Kwasi Kwarteng announced that the government will scrap the top tier 45% additional rate income tax and cut the basic rate by 1% next April. The decision to scrap the highest level of income tax, which affects around 600,000 people who earn over £150,000, is probably the boldest move from the government and will divide opinion.
In another controversial move the Chancellor confirmed that the bankers’ bonus cap, introduced in 2014 by EU legislation in the wake of the global financial crisis, is to be lifted, arguing the need to ensure the UK’s financial services sector, which makes up for a large portion of economic growth, remains competitive and attractive for talent and firms to carry out business in London, theoretically boosting the tax purse.
There will be a significant cut to the stamp duty payable on property purchases, effective immediately. The 2% rate has been scrapped permanently, moving the threshold at which stamp duty becomes payable up to £250,000. First time buyers have been specifically considered, with no stamp duty payable on the first £425,000 of a house purchase.
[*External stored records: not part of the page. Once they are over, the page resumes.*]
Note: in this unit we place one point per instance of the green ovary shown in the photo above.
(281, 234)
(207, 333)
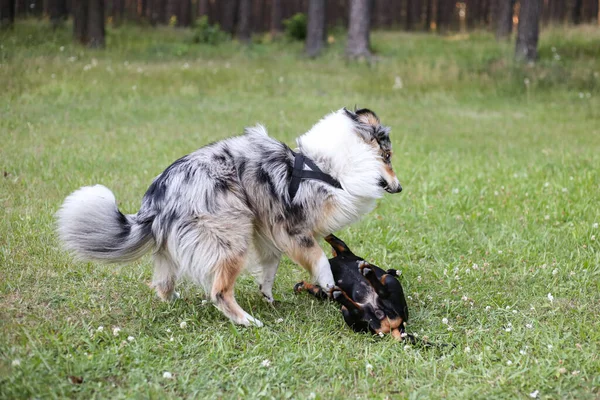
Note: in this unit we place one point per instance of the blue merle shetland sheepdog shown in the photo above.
(241, 203)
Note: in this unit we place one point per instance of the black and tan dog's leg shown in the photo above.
(379, 285)
(341, 297)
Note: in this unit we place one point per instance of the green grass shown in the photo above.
(496, 172)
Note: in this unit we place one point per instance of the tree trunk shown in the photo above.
(429, 15)
(276, 18)
(577, 6)
(88, 22)
(413, 14)
(358, 31)
(184, 13)
(315, 31)
(528, 30)
(444, 15)
(504, 18)
(57, 9)
(244, 32)
(228, 15)
(7, 14)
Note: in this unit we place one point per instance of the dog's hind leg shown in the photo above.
(304, 250)
(165, 275)
(226, 272)
(268, 263)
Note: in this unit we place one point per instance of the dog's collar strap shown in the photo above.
(299, 173)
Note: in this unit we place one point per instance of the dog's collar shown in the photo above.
(299, 173)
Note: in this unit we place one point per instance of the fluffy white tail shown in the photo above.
(91, 226)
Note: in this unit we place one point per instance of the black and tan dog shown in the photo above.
(372, 300)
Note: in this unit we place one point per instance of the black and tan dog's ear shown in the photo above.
(337, 245)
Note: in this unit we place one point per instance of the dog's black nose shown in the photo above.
(397, 189)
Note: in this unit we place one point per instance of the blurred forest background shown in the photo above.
(310, 19)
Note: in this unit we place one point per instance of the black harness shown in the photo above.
(299, 173)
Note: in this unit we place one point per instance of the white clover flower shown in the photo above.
(398, 83)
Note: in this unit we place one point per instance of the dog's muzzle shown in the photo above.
(397, 188)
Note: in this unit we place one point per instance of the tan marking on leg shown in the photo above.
(222, 288)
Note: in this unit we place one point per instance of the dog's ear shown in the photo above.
(337, 245)
(367, 123)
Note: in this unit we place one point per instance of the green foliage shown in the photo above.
(295, 27)
(499, 208)
(206, 33)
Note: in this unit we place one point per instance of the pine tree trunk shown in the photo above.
(7, 13)
(429, 18)
(315, 31)
(358, 31)
(444, 15)
(504, 18)
(244, 32)
(88, 22)
(577, 6)
(413, 15)
(528, 30)
(276, 17)
(228, 15)
(184, 14)
(57, 9)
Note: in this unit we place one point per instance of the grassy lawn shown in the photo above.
(496, 231)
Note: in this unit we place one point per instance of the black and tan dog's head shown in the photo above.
(378, 136)
(371, 299)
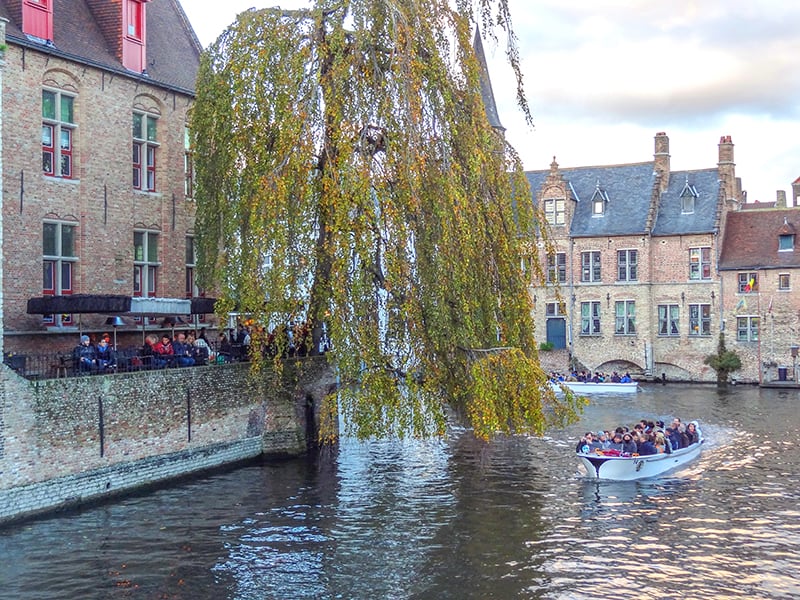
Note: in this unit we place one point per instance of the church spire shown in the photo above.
(486, 85)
The UK government yields around £14 billion from stamp duty every year and the hope in giving some of this up is that it is spent by new homeowners on furnishings, white goods and renovation, moving cash through the economy and boosting growth.
As expected, the UK Chancellor announced that the planned increase in corporation tax from 19% to 25% next year has been cancelled. Additionally, the National Insurance rise will also be cancelled from November this year.
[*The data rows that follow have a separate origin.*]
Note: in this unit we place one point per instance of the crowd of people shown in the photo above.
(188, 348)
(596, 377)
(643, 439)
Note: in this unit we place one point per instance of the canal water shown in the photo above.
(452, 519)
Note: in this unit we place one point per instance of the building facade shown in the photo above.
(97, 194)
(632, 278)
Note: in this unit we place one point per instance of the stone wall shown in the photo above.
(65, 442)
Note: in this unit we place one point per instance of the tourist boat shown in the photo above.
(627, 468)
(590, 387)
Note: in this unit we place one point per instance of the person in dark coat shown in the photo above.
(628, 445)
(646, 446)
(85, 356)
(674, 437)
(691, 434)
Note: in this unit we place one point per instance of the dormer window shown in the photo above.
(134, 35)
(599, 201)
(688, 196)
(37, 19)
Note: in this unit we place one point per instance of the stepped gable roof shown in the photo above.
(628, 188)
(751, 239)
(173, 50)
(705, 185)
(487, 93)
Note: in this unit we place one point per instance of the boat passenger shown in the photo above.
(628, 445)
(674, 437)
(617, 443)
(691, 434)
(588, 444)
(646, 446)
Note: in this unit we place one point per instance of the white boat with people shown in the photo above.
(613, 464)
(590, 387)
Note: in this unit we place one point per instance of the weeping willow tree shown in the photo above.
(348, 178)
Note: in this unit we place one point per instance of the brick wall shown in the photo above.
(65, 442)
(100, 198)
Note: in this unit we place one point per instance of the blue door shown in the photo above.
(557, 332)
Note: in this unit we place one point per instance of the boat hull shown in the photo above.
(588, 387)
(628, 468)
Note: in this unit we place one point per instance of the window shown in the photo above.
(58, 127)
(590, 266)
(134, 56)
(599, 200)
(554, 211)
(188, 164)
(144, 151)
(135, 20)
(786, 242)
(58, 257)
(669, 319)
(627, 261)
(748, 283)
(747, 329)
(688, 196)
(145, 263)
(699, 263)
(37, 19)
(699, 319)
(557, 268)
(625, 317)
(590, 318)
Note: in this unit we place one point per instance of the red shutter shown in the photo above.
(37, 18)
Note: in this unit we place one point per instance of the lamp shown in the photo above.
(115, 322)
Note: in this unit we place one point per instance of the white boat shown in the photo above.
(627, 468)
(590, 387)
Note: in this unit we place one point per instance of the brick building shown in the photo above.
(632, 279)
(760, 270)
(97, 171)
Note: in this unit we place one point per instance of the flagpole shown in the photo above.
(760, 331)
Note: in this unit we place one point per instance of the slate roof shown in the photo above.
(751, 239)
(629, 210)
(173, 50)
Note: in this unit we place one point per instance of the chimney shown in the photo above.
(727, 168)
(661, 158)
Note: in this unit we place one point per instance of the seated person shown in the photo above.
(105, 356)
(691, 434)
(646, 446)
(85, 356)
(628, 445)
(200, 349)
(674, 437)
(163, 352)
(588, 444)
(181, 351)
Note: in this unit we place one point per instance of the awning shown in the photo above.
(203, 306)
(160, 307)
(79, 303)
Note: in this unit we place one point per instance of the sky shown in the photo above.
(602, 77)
Mr Kwarteng also announced new “low-tax investment zones” that are aimed to attract businesses to locate themselves in 40 areas across the country through tax incentives. There will be no stamp duty to pay on newly occupied business premises implanting in these zones. Additionally, if a business hires a new employee within this tax zone, for the first £50,000 the employee earns, the employer will pay no national insurance.
The government laid out details regarding the announced Energy Price Guarantee. The scheme will cap the unit price that consumers pay for electricity and gas, limiting the average household bill to £2,500. They will also introduce an energy bills relief scheme for businesses, similar to households. Overall, the government’s energy package will cost £60 billion over the next six months.
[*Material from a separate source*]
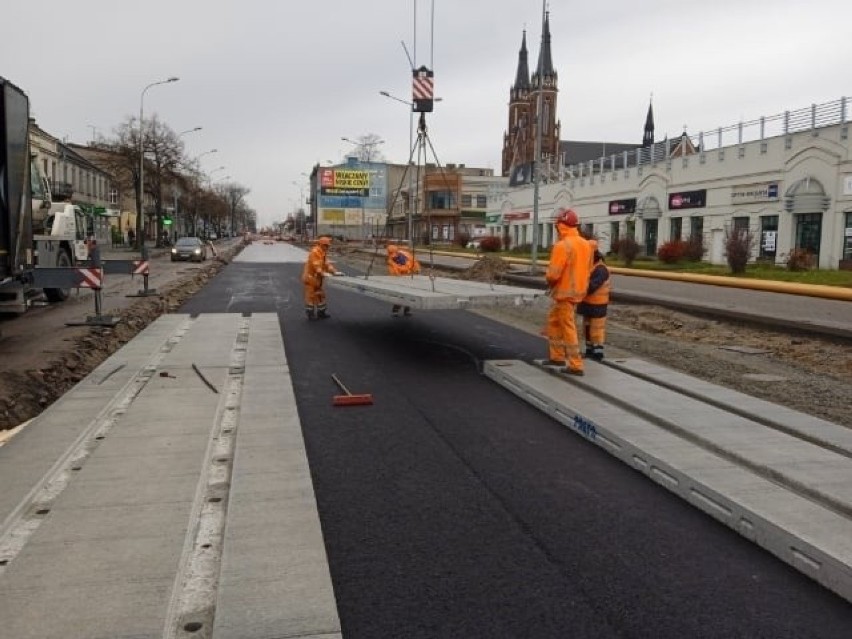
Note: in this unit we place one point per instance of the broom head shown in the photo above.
(352, 400)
Kwasi Kwarteng intends for the trend rate of growth in the UK to reach 2.5%, but also admitted this is not going to happen overnight. Yesterday, the Bank of England raised interest rates for the seventh consecutive time to 2.25%, an increase of 0.5%. This is the UK’s highest rate in 14 years. The central bank expects UK gross domestic product to contract by 0.1% in the third quarter of the year, marking a second consecutive negative quarter.
Economists see this budget as potentially working against what the Bank of England is trying to achieve: reducing inflation. Additionally, these measures are expected to increase government debt. As a result, sterling showed clear signs of nervousness amongst investors as it dropped against the US dollar during the budget this morning, hitting 1.106 at the time of writing.
Despite initial market reactions, Liz Truss’ tax cuts should benefit UK companies, which will incur a lower tax bill with the potential for increased consumer spending. However, there is no guarantee that these cuts will boost economic growth. A lower exchange rate means it is more expensive to import goods from abroad, a cost that will be passed on to the consumer and will feed into inflation, at least while the dust settles.
As mentioned last week, we hold a diverse allocation to UK equities, some of which we reduced earlier this year given the growth outlook. Whichever way the macro-economic factors move as a result of these policies, action to reduce the burden on UK firms will be welcomed by business, at least in the short term. It will remain to be seen how far these measures will go to boost growth and lighten recessionary prospects.